ゾフィは優しい優しい微笑を浮かべて、長い長い長い時間。そっとそっと・・・抱きしめつづけていた。
(大好きだから。・・・大好きだから。美鶴が・・・誰よりも誰よりも・・大好きだから)
遠い遠い遠い場所で、けれど想いは何処よりも近しい場所で。
亘の声が・・亘の笑顔が自分を包むのを。・・・涙を流しながら美鶴は静かに・・感じていた。
そして同時に聞いていた。天上から囁かれる、まるで天使の言葉のように語りかけるゾフィの言葉を聞いていた。

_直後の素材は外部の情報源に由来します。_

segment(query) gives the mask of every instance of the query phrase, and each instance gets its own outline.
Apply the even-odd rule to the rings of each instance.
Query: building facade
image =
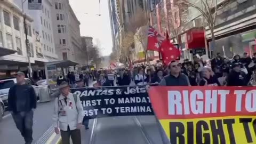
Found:
[[[52,21],[57,54],[60,60],[86,64],[86,52],[82,47],[80,22],[68,0],[52,1]]]
[[[22,10],[12,1],[0,2],[0,47],[17,51],[14,54],[0,57],[0,77],[2,75],[10,76],[12,71],[27,70],[28,55],[31,57],[31,63],[35,63],[34,37],[32,34],[33,19],[31,15],[27,15],[26,22],[29,45],[31,46],[29,49],[25,44]]]

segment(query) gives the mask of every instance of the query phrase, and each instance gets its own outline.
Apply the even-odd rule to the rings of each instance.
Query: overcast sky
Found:
[[[98,39],[103,48],[101,54],[109,55],[113,44],[108,1],[101,0],[100,5],[97,0],[69,0],[69,3],[81,23],[81,36],[92,37],[94,44]],[[96,15],[99,14],[101,16]]]

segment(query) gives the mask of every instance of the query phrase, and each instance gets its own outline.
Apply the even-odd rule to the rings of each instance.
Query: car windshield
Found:
[[[12,80],[0,81],[0,90],[10,88],[14,84],[14,82]]]

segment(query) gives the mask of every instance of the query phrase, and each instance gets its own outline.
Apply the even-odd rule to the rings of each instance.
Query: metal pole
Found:
[[[27,24],[26,23],[26,13],[24,13],[24,7],[23,7],[23,4],[24,3],[27,1],[27,0],[24,0],[22,1],[22,4],[21,4],[21,8],[22,9],[22,16],[23,16],[23,22],[24,22],[24,30],[25,31],[25,36],[26,36],[26,40],[25,40],[25,44],[26,44],[26,49],[27,50],[27,56],[28,57],[28,68],[29,68],[29,77],[32,77],[32,70],[31,68],[31,62],[30,62],[30,53],[28,53],[28,33],[27,31]]]

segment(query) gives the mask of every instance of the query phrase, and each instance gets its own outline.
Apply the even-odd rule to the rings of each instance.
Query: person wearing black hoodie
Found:
[[[247,86],[246,75],[241,71],[241,65],[233,63],[232,70],[227,78],[227,86]]]

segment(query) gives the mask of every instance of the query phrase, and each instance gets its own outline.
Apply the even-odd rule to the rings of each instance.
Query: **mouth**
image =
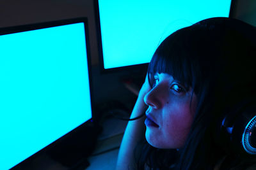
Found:
[[[147,127],[159,127],[159,126],[153,120],[150,115],[147,115],[145,124]]]

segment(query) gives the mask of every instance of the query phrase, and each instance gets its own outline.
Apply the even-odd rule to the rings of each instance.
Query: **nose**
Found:
[[[144,103],[154,109],[159,109],[162,106],[161,92],[159,88],[154,87],[151,89],[144,97]]]

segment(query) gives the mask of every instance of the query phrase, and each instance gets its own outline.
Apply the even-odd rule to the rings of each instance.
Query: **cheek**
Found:
[[[189,104],[172,106],[163,118],[163,129],[166,135],[185,134],[189,131],[193,120],[193,113],[190,111]]]

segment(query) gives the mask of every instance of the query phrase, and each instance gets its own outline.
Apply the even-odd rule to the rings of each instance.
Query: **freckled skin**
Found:
[[[159,127],[147,127],[146,139],[152,146],[159,148],[182,148],[192,124],[197,104],[193,94],[191,109],[191,89],[179,92],[178,81],[166,73],[156,74],[157,83],[144,97],[148,106],[147,110]]]

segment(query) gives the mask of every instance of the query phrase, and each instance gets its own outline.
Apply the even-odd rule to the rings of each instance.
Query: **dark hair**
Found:
[[[224,150],[215,134],[225,111],[256,97],[255,53],[255,27],[230,18],[206,19],[166,38],[149,64],[150,84],[153,85],[156,73],[172,75],[192,88],[197,97],[196,110],[185,145],[179,152],[146,143],[143,154],[136,158],[138,168],[147,164],[153,169],[213,169],[225,155],[223,169],[225,164],[244,168],[248,164]]]

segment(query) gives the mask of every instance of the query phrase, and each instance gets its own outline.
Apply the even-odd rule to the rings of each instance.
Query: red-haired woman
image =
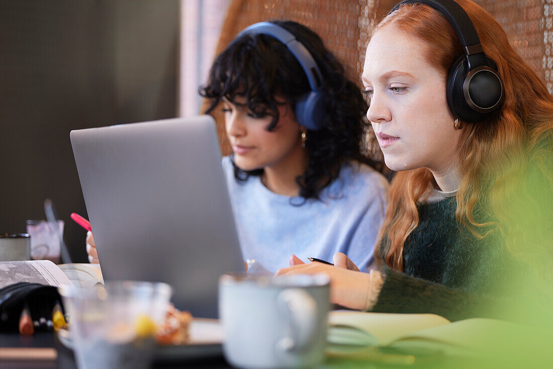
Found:
[[[380,271],[356,271],[342,254],[334,267],[294,258],[279,274],[325,273],[333,302],[349,308],[452,320],[507,317],[497,303],[505,297],[547,295],[528,290],[529,278],[551,280],[553,98],[489,14],[457,3],[497,65],[502,83],[479,97],[499,91],[495,111],[460,119],[466,97],[446,90],[451,66],[469,59],[466,40],[433,7],[397,7],[374,28],[362,76],[367,117],[399,171],[375,249]]]

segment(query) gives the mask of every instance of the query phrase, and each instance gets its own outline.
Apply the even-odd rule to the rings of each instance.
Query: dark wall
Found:
[[[179,22],[178,0],[0,1],[0,232],[49,198],[86,261],[69,132],[175,116]]]

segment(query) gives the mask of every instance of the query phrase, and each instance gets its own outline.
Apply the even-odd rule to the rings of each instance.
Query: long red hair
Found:
[[[486,55],[497,65],[505,101],[500,112],[488,121],[465,123],[462,128],[457,151],[461,159],[461,182],[456,216],[476,237],[498,233],[505,250],[538,262],[544,254],[550,256],[552,242],[547,239],[551,222],[536,219],[539,216],[535,214],[549,215],[552,209],[553,98],[489,13],[469,0],[457,2],[472,20]],[[450,66],[462,54],[450,23],[429,7],[403,6],[383,19],[373,34],[386,27],[421,40],[426,46],[428,62],[443,71],[444,81]],[[529,176],[531,180],[520,180]],[[403,269],[404,245],[419,224],[417,204],[433,181],[425,168],[399,172],[394,178],[386,219],[375,248],[380,264]],[[545,197],[538,201],[538,194]],[[477,207],[485,216],[476,215]],[[529,241],[526,231],[538,226],[533,225],[536,221],[549,230],[534,232]]]

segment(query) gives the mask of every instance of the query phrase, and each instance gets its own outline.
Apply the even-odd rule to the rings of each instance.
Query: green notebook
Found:
[[[440,353],[471,358],[546,357],[551,349],[543,332],[495,319],[450,322],[430,314],[330,313],[327,340],[330,356],[359,358],[374,348],[401,352]],[[546,337],[550,336],[545,332]],[[368,348],[369,350],[368,350]],[[378,351],[377,351],[378,352]]]

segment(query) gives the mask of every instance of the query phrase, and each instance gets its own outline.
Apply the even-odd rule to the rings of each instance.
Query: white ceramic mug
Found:
[[[0,233],[0,261],[29,260],[30,248],[27,233]]]
[[[219,316],[225,357],[246,368],[295,368],[325,358],[330,309],[327,277],[253,278],[219,281]]]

──帰りなさい。ミツル・・・帰りなさい。愛しい人のもとに・・
──・・・帰りなさい。
それからしばらくして二人は近くの公園を歩いていた。
もう日はだいぶ傾き始め、優しい穏やかな風が二人の髪をそっと撫でていく。
美鶴はこっちに来てからこんな穏やかな気持ちになったのは初めてだな、と思いながらその心地いい風に身を任せていた。
「ねぇ」
自分の前を歩いていたゾフィが美鶴を振り返りながら声をかけた。
「ワタルってどんな人?」
問い掛けられて美鶴は少し驚いた顔をしながらもかすかに微笑みながら答えた。
「お人よしで変な奴だ」
「変な奴?」
「ああ・・・転校してきてたった一人でいた俺に・・いきなり友達になろうって近づいてきた・・」
話しながら美鶴は思い出す。小学校5年の頃の自分と亘。
誰をも受け入れようとしないでいつも一人きりでいた自分に。・・・それでいいと思っていた自分に。
一人にしたくないのだと。ずっと一緒にいたいのだとまっすぐな瞳で近づいてきた奴。
「もう高校生のくせにすぐ泣くし、人の事で自分の事のように怒るし・・・口が下手でよく損をしてるし・・」
だけど。
だけど。
そう・・・だけど。
笑うだけで。
亘が笑うだけで。自分に向かって笑顔になるだけで。そばにいるだけで。いてくれるだけで。
「・・・幸せなんだ」
・・・幸福なんだ。俺は・・俺はそれだけで・・幸せなんだ。何よりも何よりも。
・・・幸福なんだ。
「大好きなのね」
微笑みながら自分を見てそういうゾフィを美鶴は見つめ返す。
そしてなんの躊躇いもなくなんの戸惑いも無く美鶴はそっと・・・頷いた。・・力強く肯いた。
それを見てゾフィは・・・今まで会った中で一番優しく・・・一番綺麗な・・見とれるほどの微笑を浮かべて美鶴を見た。
そしてそっと小さな子供をさとすように。穏やかに安心させるように。
別れ際、走りながら美鶴の方を振り返り、大きな声でゾフィは言った。
「もう、迷子になっちゃダメよ」
そうしてその日からゾフィが美鶴の前に現れる事は無かった。